Definitely better safe than sorry, especially since a bunch of agility events are in public parks where who knows what is on the ground ...


----------



## kerribear's golden kids (May 17, 2007)

Rebecca, I can recommend a basic puppy class for Daisy at your local PetSmart or PetCo. They have them for the pups until they are 6 months of age, and alot of what is taught in puppy is taught in the basic classes as well. Same stuff just age difference. These types of classes will give you 2 a bonding exp.
If I lived closer I'd recommend myself to you! As I too am a trainer!

As for agility or a AKC shows, there is 1 coming up in Jan in Buckeye. Dates are Jan 12th & 13th at the Empty Acres Equine Resort. If you'd like more info you can PM me.
I am entering 2 dogs in this show and would love to meet you and show you around the show.
Let's chat sometime about this ok!
Kerri


----------



## Zookeepermama (Nov 12, 2007)

kerribear's golden kids said:


> Rebecca, I can recommend a basic puppy class for Daisy at your local PetSmart or PetCo. They have them for the pups until they are 6 months of age, and alot of what is taught in puppy is taught in the basic classes as well. Same stuff just age difference. These types of classes will give you 2 a bonding exp.
> If I lived closer I'd recommend myself to you! As I too am a trainer!
> 
> As for agility or a AKC shows, there is 1 coming up in Jan in Buckeye. Dates are Jan 12th & 13th at the Empty Acres Equine Resort. If you'd like more info you can PM me.
> ...


Ahh Empty Acres! I know the place well as I am an equine enthusiast as well! Id love to get together, but I have a short term memory especially at this time of year. When the show gets closer will you send me a pm to remind me?


----------



## laffi (Jan 26, 2008)

katieanddusty said:


> There are a lot of videos on Dog Agility Video Service | For the serious agility competitor!
> 
> There isn't really much in AZ, but you can try searching for clubs here: Clean Run Productions LLC: Search for Agility Clubs and Schools


Wow, that's a great website ! But how do I find goldens' videos on it though? So far I only managed to find one: Lucy :doh:


----------



## hawtee (Nov 1, 2006)

Go to youtube.com and type in reddogsrunning and you will see my Lilli and her Aunt Gabby..just to give you another look


----------



## MaddieMagoo (Aug 14, 2007)

You Tube is a nice site to go for, for watching agility. That's where I mostly look.

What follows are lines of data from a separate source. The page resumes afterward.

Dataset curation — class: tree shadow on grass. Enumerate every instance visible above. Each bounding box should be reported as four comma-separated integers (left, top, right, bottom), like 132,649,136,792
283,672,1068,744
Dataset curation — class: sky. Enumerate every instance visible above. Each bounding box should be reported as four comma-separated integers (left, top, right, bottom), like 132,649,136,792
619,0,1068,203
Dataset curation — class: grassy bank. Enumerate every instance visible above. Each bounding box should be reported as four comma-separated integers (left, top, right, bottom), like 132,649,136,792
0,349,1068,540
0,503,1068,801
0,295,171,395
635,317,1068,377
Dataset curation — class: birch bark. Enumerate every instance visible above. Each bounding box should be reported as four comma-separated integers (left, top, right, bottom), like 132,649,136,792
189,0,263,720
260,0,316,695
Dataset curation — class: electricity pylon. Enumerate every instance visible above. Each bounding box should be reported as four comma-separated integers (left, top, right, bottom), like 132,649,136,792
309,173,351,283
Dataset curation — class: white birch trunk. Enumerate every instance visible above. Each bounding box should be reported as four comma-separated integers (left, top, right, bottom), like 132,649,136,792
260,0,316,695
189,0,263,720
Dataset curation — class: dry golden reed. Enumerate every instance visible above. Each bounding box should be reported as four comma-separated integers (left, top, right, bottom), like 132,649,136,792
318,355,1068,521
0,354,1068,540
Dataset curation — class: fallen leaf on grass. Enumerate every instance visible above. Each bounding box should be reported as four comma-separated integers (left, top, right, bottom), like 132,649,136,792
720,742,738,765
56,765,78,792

I think (and what Linda and Cindy have told me), you need to have an EXCELLENT recall, a good sit and down...and also a good heel...or so the dog knows to 'get in'...hope this helps. I'd suggest enrolling in an agility class. As Maddie and I are going to in the spring once bball is done.


----------



## Jersey's Mom (Nov 25, 2007)

Actually, heeling can sometimes be a hinderance at first when the dog is learning agility. Not to say you shouldn't teach your dog to heel! Just make sure you spend plenty of time working with your dog to get him/her used to being on your right side as well. Most agility courses become 100 times harder if you have to try to keep the dog on your left only. It takes a bit of work (and lots of luring with yummy treats), but the dog will catch on soon enough. Good luck to all of you looking to start agility with your pups... you'll love it almost as much as they do!

Julie and Jersey


----------



## katieanddusty (Feb 9, 2006)

laffi said:


> Wow, that's a great website ! But how do I find goldens' videos on it though? So far I only managed to find one: Lucy :doh:


Yeah there aren't many. There are a lot of Golden agility videos on Youtube, there are several videos of Dusty here http://www.youtube.com/agilityretrievers


----------



## laffi (Jan 26, 2008)

Thanks everybody. I just subscribed in YouTube for reddogsrunning and agilityretrievers. Both are excellent! Thanks!


----------